Res
judicata resulting
from an arbitral award can be raised between the parties, either before a State
court, or before an arbitral tribunal. Before a State court this essentially
raises the question of determining if such (positive) effects of res judicata are limited to the decision
itself or extend to the reasons set out in the award; it is proposed that res judicata should attach only to decisive
reasons, but not to others. If res judicata resulting from an award is invoked before an
arbitral tribunal, three situations must be distinguished. First situation: a
partial award has been rendered by an arbitral tribunal which must then issue a
final award. In such circumstances the effects of res judicata extend to all the reasons of
the partial award. Second situation: the award has ruled on the very dispute of
which a second arbitral tribunal has been seised by a party who is dissatisfied
with the result. The defence of res judicata, if this is raised, should in principle be allowed.

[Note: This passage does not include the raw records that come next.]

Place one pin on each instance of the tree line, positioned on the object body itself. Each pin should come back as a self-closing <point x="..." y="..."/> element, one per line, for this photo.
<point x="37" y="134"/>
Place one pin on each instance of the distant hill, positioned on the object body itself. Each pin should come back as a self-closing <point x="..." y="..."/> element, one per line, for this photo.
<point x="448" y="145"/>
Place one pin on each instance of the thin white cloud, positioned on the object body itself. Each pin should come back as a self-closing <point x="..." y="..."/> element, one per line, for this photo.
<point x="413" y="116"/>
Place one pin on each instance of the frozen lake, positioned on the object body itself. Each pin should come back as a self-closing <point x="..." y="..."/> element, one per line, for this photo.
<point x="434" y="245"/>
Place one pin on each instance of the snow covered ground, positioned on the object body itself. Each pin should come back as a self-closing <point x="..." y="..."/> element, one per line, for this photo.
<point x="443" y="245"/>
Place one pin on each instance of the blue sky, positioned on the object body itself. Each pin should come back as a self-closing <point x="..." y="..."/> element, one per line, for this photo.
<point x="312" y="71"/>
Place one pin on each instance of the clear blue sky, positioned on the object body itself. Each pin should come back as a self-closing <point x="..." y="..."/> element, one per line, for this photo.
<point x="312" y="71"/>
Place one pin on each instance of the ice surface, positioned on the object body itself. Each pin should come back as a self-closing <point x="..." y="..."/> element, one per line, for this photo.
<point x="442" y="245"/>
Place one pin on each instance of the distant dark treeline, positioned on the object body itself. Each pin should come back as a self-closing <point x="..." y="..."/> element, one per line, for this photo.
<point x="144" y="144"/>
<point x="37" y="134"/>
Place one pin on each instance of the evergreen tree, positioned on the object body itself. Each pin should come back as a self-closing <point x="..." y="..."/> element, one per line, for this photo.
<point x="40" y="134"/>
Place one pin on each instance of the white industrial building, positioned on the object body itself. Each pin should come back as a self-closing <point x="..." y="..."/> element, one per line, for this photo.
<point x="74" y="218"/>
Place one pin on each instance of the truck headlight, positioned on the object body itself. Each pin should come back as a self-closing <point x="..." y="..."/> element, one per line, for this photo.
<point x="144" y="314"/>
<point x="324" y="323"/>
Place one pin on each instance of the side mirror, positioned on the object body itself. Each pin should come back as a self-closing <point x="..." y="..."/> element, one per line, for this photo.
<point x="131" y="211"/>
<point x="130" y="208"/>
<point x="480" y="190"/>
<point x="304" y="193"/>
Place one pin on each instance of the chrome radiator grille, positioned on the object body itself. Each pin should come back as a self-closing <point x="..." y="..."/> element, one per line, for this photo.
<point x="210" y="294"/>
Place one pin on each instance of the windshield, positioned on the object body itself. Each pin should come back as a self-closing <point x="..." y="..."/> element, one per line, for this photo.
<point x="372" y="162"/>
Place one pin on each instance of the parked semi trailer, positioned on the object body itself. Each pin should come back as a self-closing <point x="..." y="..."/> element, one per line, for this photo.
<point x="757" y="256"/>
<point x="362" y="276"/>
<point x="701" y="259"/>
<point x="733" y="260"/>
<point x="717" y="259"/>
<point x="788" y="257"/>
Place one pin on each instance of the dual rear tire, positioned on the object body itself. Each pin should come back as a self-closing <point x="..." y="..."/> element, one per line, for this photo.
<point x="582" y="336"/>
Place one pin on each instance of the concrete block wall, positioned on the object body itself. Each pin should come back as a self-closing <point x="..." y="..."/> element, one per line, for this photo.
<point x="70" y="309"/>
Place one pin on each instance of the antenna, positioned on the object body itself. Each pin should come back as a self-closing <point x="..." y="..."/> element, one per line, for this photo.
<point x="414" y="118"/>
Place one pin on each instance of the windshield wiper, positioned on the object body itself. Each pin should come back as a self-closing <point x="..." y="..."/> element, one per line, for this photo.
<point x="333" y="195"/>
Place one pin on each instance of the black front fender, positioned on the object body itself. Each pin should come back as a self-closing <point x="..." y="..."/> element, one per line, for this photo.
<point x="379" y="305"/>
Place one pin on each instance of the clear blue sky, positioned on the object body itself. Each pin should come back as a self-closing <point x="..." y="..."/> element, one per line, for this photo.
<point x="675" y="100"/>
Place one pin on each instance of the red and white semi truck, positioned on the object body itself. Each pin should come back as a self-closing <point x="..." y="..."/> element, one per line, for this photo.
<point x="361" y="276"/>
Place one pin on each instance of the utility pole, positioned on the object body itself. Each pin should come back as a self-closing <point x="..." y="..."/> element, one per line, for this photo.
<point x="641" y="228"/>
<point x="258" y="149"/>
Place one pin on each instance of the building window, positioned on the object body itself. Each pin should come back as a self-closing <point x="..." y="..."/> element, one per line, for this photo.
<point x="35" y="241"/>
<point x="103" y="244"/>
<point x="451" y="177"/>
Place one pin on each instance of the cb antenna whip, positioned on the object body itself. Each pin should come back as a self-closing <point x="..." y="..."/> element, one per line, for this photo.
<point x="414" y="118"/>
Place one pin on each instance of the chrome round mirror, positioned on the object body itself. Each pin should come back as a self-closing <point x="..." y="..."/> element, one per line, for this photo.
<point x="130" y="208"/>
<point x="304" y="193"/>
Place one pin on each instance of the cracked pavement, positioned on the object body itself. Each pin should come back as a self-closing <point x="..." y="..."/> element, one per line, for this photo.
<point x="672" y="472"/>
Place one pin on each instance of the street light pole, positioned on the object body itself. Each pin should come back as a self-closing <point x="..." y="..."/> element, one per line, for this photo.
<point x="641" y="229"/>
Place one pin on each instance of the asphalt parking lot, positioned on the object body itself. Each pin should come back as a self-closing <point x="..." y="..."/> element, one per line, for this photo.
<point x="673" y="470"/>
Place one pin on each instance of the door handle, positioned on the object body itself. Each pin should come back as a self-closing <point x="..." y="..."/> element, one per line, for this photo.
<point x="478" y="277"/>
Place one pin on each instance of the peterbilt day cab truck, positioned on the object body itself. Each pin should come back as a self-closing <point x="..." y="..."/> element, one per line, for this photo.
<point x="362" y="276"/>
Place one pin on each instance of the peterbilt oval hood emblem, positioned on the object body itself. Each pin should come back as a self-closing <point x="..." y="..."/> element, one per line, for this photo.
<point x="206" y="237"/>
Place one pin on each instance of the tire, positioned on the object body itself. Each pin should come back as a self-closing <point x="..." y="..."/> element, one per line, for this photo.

Nevertheless the defendant could argue that the award is flawed, which raises
for the tribunal delicate questions; it can circumvent these by staying its
decision, if a State court has been seised of an application to annul the
award; if this is not annulled, it will treat the award as valid (except in
special circumstances). It is argued in this article that the sanction for an
unjustified failure to allow the res judicata defence should be annulment of the award by reason
of the arbitral tribunal’s lack of jurisdiction. Third situation: the award is
relied upon before a tribunal seised of a different dispute from that in which
an award has already been rendered. The issue here is the positive res judicata effect. It is suggested, contrary
to the position adopted by a resolution of the International Law Association,
that this should not extend to non decisive reasons.